Les tensions ont rapidement dégénéré à la fin du rassemblement, lorsque certains participants ont pris pour cible le siège d’un parti politique soutenant le gouvernement ainsi qu’un bureau du parti au pouvoir. Des bennes à ordures ont été incendiées et plusieurs voitures vandalisées, provoquant l’intervention de la police pour contenir les violences.
Ces manifestations, qui ont commencé fin novembre, surviennent dans un contexte de défiance croissante envers les institutions bulgares. Les opposants au projet de budget estiment que, dans un système public déjà marqué par la corruption, l’augmentation des salaires et des impôts ne ferait qu’aggraver les pratiques frauduleuses.
Le président bulgare, Roumen Radev, a condamné les violences et les a qualifiées de “provocation”, tout en appelant le gouvernement à démissionner. De son côté, la coalition au pouvoir prévoit de proposer cette semaine des amendements au texte budgétaire, après avoir promis de ne pas adopter certaines mesures contestées, notamment l’augmentation des cotisations sociales.

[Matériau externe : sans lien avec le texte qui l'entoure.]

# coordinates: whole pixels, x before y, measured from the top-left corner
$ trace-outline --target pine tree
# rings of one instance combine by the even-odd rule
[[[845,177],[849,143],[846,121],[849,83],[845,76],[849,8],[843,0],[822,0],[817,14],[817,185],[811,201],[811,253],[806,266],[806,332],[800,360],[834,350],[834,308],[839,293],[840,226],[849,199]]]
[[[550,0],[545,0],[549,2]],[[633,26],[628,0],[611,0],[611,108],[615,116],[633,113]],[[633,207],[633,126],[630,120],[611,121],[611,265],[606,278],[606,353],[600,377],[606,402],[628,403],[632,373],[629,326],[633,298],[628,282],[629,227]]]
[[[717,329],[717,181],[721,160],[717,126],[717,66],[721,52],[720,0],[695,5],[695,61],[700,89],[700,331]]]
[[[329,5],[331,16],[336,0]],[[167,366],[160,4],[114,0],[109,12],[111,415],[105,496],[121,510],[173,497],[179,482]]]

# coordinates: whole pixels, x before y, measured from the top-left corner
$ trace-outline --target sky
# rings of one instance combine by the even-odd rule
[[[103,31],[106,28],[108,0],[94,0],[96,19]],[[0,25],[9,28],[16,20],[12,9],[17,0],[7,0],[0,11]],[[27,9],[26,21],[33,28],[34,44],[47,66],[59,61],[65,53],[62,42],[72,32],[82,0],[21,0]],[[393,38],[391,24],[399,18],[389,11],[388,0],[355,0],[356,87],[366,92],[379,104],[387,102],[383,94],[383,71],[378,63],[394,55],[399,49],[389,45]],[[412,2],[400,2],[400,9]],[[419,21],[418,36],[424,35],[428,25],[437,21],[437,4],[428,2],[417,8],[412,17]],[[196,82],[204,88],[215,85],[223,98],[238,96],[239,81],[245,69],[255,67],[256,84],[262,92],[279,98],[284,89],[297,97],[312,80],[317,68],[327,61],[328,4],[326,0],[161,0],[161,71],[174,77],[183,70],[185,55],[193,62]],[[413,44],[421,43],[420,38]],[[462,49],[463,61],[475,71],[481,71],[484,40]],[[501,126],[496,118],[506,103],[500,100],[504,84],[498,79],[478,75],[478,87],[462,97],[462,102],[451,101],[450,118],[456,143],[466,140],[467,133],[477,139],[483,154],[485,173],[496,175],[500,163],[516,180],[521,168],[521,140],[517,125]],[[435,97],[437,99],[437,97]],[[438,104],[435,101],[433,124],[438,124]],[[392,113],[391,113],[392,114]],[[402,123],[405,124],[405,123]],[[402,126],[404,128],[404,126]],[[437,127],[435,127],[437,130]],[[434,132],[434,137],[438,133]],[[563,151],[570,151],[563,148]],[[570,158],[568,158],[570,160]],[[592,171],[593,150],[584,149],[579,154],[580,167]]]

Ce projet de budget revêt une importance particulière, car il sera le premier de la Bulgarie à être calculé en euros, dans le cadre de l’entrée du pays dans la zone euro prévue le 1er janvier. La Bulgarie figure parmi les États membres de l’Union européenne les plus touchés par la corruption, aux côtés de la Hongrie et de la Roumanie, selon l’indice de perception de la corruption de Transparency International.